Microsoft’s Windows 10 is now three months old. According to latest data from Net Applications, the OS now powers 132 million PCs worldwide. Analytics firm Net Applications said Windows 10’s user share rose 1.3% in October to 7.94%. Following its launch on July 29, October was the third full month of the availability of the OS. The massive success of Windows 10 is largely due to the company offering it as a free upgrade to Windows 7 and Windows 8.1 users.
Windows 10 accounts for 8.8% of all Windows devices
Windows 10’s share was 6.63% at the end of September and 5.21% for August. Latest figures show that the adoption rate has decelerated, but the OS is still growing at a healthy rate. At the end of October, Windows 10 accounted for 8.8% of all Windows devices. A Microsoft executive said on October 6 that more than 110 million Windows 10 devices were running worldwide.

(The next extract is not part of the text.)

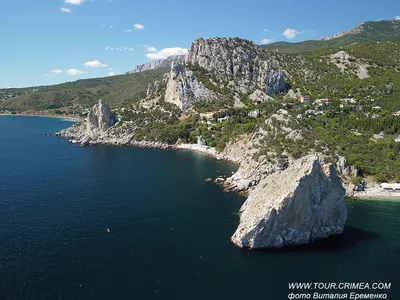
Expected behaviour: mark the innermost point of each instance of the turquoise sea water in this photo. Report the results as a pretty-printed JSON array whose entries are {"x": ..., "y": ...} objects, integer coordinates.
[{"x": 169, "y": 229}]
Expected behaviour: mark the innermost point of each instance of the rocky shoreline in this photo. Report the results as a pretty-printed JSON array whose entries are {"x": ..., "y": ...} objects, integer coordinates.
[{"x": 64, "y": 117}]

Windows 10’s adoption rate is higher than that of Windows 7 was at the end of three months following its release. Windows 7 still commands 55.71% share of the global PC market, down slightly from 57.67% in August. The software giant doesn’t want Windows 7 to become another Windows XP. Microsoft aims to put its new OS on at least one billion devices by mid-2018. A massive user base will help the company convince app developers to build Universal apps for the Windows ecosystem.
Windows 10 installations to keep growing
The Windows 10 install base is expected to grow further in November as Microsoft launches Lumia 950 and 950XL running the OS. The software giant will also be pushing out the OS to Xbox One console. The Redmond-based company will be making the Windows 10 upgrade a recommended update instead of an optional one via Windows Update.
Even though Windows 10 has seen an impressive growth, Microsoft’s much-hyped Edge browser has failed to replace Google Chrome as the browser of choice for users. Recent data shows that Chrome still commands more than 70% share, followed by Mozilla Firefox with 15% share. Microsoft Edge browser has a meager 12% share on the new OS.